Saturday, December 24, 2011

LEGO for girls / science for girls

As a science educator, we constantly hear about the pipeline. The education pipeline starts with a perfect balance between boys and girls, but over the years from grade school to high school to college to graduate school girls get turned away from STEM (science, technology, engineering and mathematics) disciplines at a greater rate than boys. The numbers are certainly significantly better than they were ten or twenty years ago, but there is still a disparity between men and women in technical fields.

Okay, I know that I'm biased here since I'm obviously a LEGO fan, but I believe that playing with LEGO as a kid can be a great learning tool. Kids learn problem solving skills, they follow directions, they learn three dimensional thinking. I contend that I'm an organic chemist today in part because of playing with those little plastic bricks in my childhood. While LEGO bricks are gender neutral, LEGO has become known to many as a "boys' toy". Now LEGO is working to turn this around with the new Friends line. They've studied how girls play similarly to and differently from boys. The figures are meant to look more like girls than the traditional minifig, since they argue that girls want toys that look like themselves. The main characters have story lines, similar to the American girls series (though without the historical tie in, that might have been cool), and the color palette is supposed to be more 'girl-friendly'.

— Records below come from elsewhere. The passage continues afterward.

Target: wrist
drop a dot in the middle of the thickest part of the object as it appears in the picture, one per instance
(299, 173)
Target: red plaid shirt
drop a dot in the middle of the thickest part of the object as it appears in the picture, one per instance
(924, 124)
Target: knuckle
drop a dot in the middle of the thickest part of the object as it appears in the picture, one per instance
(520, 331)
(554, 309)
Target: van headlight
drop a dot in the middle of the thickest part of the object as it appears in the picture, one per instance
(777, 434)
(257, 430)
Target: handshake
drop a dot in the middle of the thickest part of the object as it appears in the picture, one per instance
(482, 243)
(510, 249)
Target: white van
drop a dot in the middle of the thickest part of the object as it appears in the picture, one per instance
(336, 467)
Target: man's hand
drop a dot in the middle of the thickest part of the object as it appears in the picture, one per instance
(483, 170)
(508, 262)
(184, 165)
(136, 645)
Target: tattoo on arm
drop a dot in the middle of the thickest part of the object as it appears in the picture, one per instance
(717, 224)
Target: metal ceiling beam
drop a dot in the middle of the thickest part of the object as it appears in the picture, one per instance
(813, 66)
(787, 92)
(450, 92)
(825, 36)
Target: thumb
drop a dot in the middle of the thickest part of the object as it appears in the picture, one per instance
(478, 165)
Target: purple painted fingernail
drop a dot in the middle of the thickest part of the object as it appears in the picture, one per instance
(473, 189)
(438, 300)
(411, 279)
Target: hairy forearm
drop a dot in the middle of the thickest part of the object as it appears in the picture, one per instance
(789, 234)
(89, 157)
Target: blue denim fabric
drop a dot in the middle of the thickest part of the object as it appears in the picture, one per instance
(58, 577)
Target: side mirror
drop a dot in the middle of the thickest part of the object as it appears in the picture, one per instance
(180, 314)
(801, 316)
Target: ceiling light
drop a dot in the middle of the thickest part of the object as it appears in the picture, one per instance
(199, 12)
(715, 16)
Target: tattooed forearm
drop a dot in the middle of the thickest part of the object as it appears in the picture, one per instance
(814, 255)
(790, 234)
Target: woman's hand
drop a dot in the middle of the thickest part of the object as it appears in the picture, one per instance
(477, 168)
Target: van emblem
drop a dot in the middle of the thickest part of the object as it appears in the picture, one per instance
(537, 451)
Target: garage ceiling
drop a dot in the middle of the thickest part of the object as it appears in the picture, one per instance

This move has not been without some controversy. As I see it, the complaints come in a couple of flavors. Some within the fold of LEGO builders don't like the new figs and the move away from more open ended non-story-driven building. Others argue that these sets play into too many gender stereotypes. 'Boy' sets are about exploring and conquering, while the new 'girl' sets (which are all pink and lavender) have girls going to the hair salon. I certainly understand both of these points. However, as the dad of a four-year-old girl, I'm pretty excited about these sets. Like it or not, my girl is totally into princesses and fairy tales, and I don't think (maybe I'm fooling myself here) that we've tried to indoctrinate her into some stereotype roles here. But she'll completely love these set. The new figures, for instance, are extremely similar to some Strawberry Shortcake figures she already has and loves. And loving these sets will, I'm sure, push her to more inventive building with LEGO, and all of the educational benefits that go along with that. (To be fair, she also completely loves her Toy Story LEGO sets, and those are completely gender neutral.)

Don't worry, though. I'm not going to run out and buy her the hair salon set. The first one that I'll get will be Olivia's inventor's workshop (okay, probably the puppy set too). Check this out! Here we have a girl playing with a microscope, building a robot, and working out mathematical equations on a chalkboard. Now that's the sort of role model I want for my girl. I hope that LEGO makes more sets along these lines as they expand the Friends theme. But even if they don't, I think that getting more girls into building with LEGO is a Good Thing, both as a LEGO enthusiast and as a science educator.


  1. My daughter is 4.5, and we've never tried to indoctrinate her, or my son, into gender roles, but they just seem to fall into them anyway. The kids got a kitchen set and an indoor basketball hoop for Christmas.... and the boy is always shooting hoops and the girl is always cooking in the kitchen. Anyway, we committed heresy and got our daughter the megabloks hello kitty play house, because she was dying to get it. And those little kitties are doing all sorts of things in their nice little house. (I justify it a bit in that it's not really a construction set, but a play house. The "construction" of it is ridiculous -- stack two bricks, slap a sticker on it, and call it good.)

  2. But the above "toys for Christmas" our absolutely gender stereotypical types of presents... If your not trying to peg them into a hole than why buy them such presents. Did you expect your son to go play in the kitchen?

  3. Well, for the record, the kitchen and the basketball set were presents from grandparents for both of them to share. And they do both play with both, but there is still lopsided behavior.